The bond market is sovereign and its power is limitless. The Greek bund spread is now 250 basis points and their credit rating has been downgraded by a second ratings agency. The same fate awaits the UK indeed one commentator remarked that if the word Greek was replaced by UK in the S&P downgrade note no other changes would be needed!
The UK bond market has one slight advantage. Its average debt duration is much longer than the Greeks so other things being equal the UK has to refinance less frequently than the Greeks. But other things are not equal. The volume of UK issuance needed over the next few years however is huge. To put things in everyday terms a 250 bp spread increases the cost of a £100k mortgage by over £200 per month.

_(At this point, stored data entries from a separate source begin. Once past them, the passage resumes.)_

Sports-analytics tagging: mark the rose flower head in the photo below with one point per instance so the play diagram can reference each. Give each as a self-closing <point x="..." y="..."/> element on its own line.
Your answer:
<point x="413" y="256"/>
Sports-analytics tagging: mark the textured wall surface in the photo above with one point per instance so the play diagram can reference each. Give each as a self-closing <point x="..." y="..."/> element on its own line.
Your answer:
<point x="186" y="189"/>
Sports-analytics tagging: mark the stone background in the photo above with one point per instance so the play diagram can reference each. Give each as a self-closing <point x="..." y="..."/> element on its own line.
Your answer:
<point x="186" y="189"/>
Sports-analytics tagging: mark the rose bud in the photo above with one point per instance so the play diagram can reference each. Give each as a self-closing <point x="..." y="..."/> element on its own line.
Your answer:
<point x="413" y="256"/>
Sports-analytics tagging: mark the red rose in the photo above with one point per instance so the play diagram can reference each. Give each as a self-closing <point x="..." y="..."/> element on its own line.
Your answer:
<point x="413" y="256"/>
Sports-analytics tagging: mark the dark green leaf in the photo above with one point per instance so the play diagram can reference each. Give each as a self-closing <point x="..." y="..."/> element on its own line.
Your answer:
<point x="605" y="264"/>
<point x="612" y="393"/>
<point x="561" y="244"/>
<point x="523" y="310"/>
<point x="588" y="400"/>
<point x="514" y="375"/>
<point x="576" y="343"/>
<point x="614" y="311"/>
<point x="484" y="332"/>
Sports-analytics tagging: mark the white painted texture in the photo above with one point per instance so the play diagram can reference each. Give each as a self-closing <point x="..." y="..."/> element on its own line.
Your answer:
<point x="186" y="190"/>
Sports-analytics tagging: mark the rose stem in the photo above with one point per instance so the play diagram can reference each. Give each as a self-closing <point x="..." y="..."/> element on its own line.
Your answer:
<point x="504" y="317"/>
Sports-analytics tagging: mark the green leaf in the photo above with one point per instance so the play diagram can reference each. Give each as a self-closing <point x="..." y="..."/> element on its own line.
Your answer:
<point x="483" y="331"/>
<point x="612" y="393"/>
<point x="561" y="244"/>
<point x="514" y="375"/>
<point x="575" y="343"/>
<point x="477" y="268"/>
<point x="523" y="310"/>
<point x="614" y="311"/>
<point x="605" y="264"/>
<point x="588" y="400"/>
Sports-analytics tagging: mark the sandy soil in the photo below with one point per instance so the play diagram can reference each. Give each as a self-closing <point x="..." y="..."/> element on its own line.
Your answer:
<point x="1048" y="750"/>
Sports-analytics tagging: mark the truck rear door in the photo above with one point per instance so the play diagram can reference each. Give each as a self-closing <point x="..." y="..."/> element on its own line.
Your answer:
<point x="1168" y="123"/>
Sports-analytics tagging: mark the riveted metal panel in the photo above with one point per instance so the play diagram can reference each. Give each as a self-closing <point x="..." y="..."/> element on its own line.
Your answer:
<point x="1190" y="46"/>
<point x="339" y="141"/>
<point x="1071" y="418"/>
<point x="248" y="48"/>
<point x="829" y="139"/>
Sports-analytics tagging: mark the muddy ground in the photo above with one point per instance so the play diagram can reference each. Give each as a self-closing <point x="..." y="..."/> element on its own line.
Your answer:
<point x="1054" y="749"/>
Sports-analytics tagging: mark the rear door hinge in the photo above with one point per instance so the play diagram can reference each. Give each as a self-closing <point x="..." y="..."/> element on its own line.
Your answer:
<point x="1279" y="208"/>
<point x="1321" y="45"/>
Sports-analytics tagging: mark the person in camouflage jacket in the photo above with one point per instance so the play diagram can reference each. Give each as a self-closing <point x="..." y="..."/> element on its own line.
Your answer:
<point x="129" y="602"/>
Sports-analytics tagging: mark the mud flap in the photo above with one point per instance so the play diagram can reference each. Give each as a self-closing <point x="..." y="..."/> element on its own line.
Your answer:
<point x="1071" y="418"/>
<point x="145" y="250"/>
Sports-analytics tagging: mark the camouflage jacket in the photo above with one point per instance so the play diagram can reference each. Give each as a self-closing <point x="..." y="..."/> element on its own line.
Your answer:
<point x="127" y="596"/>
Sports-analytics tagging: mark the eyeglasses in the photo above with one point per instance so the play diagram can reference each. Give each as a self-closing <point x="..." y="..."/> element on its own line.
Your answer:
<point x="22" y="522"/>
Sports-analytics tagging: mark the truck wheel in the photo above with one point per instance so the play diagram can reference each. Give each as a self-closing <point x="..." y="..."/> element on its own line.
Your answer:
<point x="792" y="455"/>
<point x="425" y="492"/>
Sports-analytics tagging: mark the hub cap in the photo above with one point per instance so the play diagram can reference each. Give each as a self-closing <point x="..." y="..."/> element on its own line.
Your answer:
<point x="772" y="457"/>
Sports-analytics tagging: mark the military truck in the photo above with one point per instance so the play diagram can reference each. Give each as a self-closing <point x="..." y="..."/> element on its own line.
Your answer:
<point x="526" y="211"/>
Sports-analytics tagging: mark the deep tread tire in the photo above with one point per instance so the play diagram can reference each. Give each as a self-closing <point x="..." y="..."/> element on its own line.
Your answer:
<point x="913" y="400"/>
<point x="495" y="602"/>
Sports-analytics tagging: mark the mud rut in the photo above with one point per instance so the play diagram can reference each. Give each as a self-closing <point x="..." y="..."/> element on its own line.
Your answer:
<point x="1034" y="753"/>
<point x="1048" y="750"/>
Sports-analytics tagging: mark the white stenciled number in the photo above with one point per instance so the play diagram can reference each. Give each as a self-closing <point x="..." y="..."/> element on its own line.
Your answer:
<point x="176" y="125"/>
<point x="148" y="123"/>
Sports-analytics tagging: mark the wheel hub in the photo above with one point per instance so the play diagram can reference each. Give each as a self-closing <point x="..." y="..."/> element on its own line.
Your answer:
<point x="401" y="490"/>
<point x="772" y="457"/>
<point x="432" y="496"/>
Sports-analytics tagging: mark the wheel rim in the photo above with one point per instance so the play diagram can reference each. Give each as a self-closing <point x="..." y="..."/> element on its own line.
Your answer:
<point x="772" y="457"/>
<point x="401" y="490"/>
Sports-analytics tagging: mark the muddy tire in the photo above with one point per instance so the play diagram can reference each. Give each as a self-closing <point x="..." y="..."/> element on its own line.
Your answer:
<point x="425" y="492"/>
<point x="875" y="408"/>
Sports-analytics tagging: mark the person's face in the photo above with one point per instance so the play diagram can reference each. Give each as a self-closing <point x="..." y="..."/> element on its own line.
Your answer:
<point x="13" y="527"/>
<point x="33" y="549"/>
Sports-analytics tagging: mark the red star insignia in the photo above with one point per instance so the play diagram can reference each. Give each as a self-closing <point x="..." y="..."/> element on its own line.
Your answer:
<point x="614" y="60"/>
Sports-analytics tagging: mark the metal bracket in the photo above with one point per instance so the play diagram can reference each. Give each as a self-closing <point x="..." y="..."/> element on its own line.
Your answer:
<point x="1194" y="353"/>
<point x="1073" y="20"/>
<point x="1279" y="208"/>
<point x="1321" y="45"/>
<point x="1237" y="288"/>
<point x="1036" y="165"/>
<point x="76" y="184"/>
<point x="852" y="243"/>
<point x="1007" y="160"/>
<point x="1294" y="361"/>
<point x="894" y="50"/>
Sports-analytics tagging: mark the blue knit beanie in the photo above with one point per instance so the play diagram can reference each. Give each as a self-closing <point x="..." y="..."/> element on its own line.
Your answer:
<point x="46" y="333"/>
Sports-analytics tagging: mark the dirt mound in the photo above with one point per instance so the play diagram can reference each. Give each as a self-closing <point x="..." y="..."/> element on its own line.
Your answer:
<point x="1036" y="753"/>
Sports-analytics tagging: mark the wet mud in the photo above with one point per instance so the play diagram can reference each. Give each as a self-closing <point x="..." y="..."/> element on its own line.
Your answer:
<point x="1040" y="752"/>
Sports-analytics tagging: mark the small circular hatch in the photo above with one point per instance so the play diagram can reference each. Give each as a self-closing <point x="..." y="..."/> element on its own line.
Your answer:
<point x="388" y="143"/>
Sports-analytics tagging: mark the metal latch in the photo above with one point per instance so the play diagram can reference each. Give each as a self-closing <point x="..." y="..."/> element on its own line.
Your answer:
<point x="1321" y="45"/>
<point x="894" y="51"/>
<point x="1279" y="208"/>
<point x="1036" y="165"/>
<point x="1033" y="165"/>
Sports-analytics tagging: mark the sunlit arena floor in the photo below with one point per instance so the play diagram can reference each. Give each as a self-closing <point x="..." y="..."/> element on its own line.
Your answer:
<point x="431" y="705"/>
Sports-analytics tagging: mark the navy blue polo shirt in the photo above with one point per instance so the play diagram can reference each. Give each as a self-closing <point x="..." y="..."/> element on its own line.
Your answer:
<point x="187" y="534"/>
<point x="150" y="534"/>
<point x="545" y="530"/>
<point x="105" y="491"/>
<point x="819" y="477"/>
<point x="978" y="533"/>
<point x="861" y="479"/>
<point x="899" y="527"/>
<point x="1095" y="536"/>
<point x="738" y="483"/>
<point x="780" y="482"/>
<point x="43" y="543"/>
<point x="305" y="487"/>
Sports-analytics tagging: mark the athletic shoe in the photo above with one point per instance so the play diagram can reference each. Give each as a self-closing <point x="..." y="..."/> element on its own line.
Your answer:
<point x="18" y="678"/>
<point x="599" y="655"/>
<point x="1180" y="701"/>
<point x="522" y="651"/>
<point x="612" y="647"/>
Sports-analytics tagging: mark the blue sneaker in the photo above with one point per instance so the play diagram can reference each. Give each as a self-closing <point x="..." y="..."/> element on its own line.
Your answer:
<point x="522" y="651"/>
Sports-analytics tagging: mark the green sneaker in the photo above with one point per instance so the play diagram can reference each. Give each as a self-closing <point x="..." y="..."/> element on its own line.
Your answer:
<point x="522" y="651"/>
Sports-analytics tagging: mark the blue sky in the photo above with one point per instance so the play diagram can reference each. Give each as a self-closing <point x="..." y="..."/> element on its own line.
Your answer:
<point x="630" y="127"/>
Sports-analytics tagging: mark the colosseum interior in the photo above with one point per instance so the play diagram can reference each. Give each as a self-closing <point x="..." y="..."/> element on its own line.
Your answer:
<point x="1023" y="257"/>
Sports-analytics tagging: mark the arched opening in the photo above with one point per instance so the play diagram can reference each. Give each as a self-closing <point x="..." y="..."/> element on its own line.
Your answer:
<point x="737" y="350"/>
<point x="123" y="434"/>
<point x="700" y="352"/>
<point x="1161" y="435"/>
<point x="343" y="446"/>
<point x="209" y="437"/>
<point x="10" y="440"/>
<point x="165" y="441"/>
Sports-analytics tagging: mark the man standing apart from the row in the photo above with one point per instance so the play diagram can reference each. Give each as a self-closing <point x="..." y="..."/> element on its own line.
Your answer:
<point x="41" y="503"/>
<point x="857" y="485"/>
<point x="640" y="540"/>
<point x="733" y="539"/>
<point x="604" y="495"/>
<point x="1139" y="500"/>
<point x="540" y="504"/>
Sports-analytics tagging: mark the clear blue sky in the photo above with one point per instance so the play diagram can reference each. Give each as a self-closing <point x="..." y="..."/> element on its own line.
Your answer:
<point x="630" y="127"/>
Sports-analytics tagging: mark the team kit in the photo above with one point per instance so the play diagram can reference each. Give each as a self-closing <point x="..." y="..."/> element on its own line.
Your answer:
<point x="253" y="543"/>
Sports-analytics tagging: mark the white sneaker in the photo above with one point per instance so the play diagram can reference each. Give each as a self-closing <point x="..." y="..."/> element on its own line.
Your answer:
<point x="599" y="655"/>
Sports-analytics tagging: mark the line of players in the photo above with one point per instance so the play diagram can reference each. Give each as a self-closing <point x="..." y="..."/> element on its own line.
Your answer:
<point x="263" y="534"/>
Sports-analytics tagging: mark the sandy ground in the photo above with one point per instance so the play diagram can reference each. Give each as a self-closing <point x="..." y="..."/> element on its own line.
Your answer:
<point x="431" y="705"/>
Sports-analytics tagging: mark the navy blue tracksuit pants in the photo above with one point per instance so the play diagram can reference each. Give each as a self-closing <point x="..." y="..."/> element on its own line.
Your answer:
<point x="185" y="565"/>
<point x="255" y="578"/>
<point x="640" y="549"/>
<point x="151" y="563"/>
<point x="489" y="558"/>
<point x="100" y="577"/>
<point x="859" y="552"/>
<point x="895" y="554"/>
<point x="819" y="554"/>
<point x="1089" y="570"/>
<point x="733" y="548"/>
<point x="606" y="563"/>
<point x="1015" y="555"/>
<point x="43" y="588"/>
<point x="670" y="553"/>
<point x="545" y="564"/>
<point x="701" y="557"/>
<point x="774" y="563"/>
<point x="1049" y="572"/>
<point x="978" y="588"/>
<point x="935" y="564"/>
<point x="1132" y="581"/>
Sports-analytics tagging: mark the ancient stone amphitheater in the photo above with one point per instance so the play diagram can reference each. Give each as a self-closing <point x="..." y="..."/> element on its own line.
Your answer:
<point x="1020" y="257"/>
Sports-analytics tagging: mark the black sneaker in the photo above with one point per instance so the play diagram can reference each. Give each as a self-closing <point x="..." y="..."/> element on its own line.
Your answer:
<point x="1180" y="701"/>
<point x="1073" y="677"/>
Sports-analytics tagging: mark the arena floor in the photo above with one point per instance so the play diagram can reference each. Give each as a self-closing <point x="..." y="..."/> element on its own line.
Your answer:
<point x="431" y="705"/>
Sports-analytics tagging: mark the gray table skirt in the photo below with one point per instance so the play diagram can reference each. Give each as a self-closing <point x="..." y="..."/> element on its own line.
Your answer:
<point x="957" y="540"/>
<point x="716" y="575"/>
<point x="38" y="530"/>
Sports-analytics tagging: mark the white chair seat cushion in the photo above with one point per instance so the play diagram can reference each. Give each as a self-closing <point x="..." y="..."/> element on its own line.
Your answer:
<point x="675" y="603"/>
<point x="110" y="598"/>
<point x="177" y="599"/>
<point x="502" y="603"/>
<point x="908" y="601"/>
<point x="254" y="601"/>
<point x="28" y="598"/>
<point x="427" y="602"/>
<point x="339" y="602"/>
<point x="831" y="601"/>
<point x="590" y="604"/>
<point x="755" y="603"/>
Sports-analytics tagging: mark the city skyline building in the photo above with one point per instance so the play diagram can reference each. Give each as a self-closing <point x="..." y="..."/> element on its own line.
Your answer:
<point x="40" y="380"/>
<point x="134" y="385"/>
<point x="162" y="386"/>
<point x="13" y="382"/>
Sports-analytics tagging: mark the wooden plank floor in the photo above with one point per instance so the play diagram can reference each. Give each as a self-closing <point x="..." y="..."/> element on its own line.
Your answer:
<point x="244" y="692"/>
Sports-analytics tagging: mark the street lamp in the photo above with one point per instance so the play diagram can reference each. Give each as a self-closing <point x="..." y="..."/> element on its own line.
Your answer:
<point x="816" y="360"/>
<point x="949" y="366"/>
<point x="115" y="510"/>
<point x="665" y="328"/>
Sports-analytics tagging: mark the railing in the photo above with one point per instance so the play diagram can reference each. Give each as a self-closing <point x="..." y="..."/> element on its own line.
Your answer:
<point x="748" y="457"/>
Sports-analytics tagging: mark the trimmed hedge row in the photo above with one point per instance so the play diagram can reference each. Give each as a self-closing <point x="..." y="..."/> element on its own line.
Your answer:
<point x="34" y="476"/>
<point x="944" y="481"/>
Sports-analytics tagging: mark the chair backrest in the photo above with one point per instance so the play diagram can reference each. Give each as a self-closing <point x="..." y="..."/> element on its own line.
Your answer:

The pressure on Greek society is becoming evident in strikes, riots and assaults on public figures. This behaviour is starting to spread to Italy and Spain. Can it happen in the UK. Well cast your mind back to the miners strikes against the Heath and Thatcher government. True the power of the unions is much diminished but as the BA strike vote shows it has not gone away. Worse, we now have a much less homogeneous society with Islam and immigrants taking jobs from the indigenous population real flash points especially given the increasing likelihood of an ignominious retreat from Afghanistan with significant UK casualties.
Then we have the EU dimension with increasing bank regulation and the flight of financial institutions from London helped by Darling Brown's crazy tax policies.
Not a happy prospect but it is in the bond market that the crack will come. Increasing yields will have to be offered to sell UK gilts internationally. Swap rates will rise as will mortgage fixes set of swaps. Unemployment will stay high. If the Tories win in May they will meet a ferocious response from the Unions that have been quiescent under LabCon but have built up a huge head of resentment and what better target than a government of Toffs and former members of the Buller.